There is one charge, above all, that I must protest at – that of intellectual ‘sharp practice’. I am a journalist, not a scientist, writing for lay people and not specialists, and when I have endeavoured to explain scientific matters I have done so bearing both these factors in mind. The charge that ‘the slapdash editing is unhappily typical’ must take note of the fact that I delivered the book before the Chernobyl disaster and had to retrieve it and return it for press, updated, within a matter of weeks.

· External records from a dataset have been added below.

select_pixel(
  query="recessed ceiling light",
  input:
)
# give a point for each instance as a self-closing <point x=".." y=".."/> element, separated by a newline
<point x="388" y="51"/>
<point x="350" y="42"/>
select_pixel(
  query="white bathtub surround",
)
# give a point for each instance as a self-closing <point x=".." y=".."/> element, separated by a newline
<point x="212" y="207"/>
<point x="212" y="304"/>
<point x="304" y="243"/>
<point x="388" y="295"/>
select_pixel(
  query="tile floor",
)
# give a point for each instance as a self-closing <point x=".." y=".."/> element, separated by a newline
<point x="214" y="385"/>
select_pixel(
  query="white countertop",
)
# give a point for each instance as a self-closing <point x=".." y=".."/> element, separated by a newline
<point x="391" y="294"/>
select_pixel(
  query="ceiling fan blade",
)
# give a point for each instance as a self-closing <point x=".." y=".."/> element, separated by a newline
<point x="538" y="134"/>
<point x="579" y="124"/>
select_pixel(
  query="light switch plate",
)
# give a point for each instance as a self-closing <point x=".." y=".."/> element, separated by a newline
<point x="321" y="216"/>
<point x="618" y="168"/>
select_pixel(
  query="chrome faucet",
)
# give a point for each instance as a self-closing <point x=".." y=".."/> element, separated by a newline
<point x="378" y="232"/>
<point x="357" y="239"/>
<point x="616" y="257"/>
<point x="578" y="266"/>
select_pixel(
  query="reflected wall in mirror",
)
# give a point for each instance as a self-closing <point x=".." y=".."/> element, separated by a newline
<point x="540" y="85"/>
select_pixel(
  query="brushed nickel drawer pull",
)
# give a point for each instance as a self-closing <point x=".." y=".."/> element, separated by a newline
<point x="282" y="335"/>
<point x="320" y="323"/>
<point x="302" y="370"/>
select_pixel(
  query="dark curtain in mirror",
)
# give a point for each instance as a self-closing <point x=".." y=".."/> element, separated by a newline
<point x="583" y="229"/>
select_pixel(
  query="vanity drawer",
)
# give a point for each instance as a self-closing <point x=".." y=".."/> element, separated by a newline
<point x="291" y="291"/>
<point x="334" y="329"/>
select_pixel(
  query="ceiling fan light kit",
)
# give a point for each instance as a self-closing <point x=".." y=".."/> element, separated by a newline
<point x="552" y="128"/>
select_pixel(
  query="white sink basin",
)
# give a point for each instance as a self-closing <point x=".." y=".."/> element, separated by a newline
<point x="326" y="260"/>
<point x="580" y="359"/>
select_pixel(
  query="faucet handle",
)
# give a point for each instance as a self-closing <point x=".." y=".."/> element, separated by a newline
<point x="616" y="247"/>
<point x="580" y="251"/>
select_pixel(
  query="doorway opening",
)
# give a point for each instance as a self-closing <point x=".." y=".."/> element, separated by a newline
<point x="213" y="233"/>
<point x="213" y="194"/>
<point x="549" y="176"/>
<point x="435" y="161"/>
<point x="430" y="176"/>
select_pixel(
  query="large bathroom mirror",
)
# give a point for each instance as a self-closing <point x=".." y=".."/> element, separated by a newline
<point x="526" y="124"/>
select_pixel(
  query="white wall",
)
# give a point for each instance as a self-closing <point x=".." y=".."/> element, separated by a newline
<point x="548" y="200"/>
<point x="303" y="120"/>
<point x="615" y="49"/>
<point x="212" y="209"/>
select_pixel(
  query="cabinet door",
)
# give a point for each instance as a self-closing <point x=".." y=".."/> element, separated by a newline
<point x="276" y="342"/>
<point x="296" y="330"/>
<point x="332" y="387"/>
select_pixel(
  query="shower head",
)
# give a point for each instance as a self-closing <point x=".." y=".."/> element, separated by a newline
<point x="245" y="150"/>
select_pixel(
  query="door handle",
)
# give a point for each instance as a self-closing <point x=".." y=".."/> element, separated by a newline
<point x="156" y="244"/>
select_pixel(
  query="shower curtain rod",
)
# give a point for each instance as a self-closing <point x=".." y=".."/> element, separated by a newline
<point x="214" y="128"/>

My purpose in writing this book was not simply to take sides and attack the nuclear industry but to catalogue some of its hazards. I have, on numerous occasions, argued with its representatives in the media and have felt that, as a lay person, I have been well able to hold my own. I am naturally sorry that Mr Patterson feels as he does, as I hope we share the same concerns. I think it must also be recognised that there is often a feeling of hostility from specialists towards somebody like me who is merely a concerned journalist.

Judith Cook
Penzance, Cornwall

Slaughter

SIR: I was surprised and distressed to the point of anger to encounter an aside of such arrogantly unsupported presumption as to destroy my enjoyment of an otherwise generous, lucid and enlightening review by Ian Hacking (LRB, 18 December 1986). Venturing ‘a colourful example’, he mentions ‘an officer cadre that would willingly follow orders at places singled out for the slaughter of colonials such as Gallipoli or Dieppe’. What a wantonly irresponsible assessment of appalling sacrifices inherent in major strategic blunders in both world wars – about which he presumably knows very little and cares, seemingly, even less. Blunders, even of this magnitude, are historically inseparable from warfare: but tragic as they undoubtedly are, they simply are not maliciously planned slaughters of courageous and invaluable voluntary allies. Why should they be? Desperate combatants need all the help and loyalty they can get. Like countless others, about half of whom survived, I served as a Volunteer throughout World War Two. Our ages then probably covered the same span as Mr Hacking is currently enjoying: which is perhaps one reason why his casually dismissive slander irks me so. He jests at scars that never felt a wound.